下鶴:鹿児島市も郡山地域の一部が30Km圏内に含まれており、市民の命を守るという観点から当事者意識を持って臨みたいと考えています。まずは電力事業者の申請状況、そして塩田知事は県民投票についても言及していらっしゃるので、実施の際の有権者の範囲など、鹿児島市民に対する影響を注視していきたいと考えています。――コロナ対策は待ったなしです。まず最初に何をやりますか?

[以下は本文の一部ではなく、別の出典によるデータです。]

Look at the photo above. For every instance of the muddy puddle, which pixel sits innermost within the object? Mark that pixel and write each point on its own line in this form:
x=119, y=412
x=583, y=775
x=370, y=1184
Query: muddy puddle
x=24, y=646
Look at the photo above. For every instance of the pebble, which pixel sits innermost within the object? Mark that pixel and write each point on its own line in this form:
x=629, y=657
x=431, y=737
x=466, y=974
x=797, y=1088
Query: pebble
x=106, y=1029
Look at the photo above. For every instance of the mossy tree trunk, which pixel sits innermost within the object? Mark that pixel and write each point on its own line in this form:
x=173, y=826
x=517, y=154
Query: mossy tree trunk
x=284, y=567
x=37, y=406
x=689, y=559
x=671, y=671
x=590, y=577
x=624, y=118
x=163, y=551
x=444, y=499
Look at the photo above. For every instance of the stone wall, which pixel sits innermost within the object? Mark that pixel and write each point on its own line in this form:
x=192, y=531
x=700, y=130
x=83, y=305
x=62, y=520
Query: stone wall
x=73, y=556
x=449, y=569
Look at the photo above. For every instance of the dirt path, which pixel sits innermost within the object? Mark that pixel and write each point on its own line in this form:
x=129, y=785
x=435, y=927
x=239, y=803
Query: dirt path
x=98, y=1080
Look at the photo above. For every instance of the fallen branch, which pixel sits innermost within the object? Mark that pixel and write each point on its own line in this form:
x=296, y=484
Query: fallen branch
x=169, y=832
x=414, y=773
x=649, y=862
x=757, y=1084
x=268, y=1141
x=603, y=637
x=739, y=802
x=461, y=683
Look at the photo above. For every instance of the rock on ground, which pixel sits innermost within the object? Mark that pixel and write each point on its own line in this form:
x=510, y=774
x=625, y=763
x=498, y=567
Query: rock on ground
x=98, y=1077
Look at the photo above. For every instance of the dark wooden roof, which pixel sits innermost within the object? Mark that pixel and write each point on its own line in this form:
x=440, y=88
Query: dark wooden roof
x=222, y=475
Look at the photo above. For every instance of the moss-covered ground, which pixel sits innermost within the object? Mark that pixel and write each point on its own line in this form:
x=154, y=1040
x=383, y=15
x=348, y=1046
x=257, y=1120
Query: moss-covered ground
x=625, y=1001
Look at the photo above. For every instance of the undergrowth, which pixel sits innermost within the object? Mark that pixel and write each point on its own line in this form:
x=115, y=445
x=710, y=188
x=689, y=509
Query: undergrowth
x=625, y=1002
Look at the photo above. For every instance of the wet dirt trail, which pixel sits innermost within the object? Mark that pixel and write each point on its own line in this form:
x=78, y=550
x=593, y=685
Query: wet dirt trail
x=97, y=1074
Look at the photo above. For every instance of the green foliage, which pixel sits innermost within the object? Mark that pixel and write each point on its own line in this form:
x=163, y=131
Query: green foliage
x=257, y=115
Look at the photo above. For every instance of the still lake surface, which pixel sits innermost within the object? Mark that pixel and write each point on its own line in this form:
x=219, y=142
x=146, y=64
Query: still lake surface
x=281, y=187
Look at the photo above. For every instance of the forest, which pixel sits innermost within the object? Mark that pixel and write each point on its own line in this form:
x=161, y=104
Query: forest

下鶴:これから冬に向けて「第三波」の到来、季節性インフルエンザとの重複流行などに備えて、「安心」できる感染対策・医療体制の整備が重要です。新しい生活様式の徹底など「コロナにかかりにくい」環境整備とともに、万一クラスターが複数同時に発生した場合でも対応できるPCR検査体制の確保、病床の確保とともに、病床逼迫時に備えた軽症者・無症状者向けホテルの確保の検討など、市民の皆様が「安心」できる仕組みづくりを、国、県や各関連団体と連携を取りながら進めてまいります。――お疲れのところ、ありがとうございました。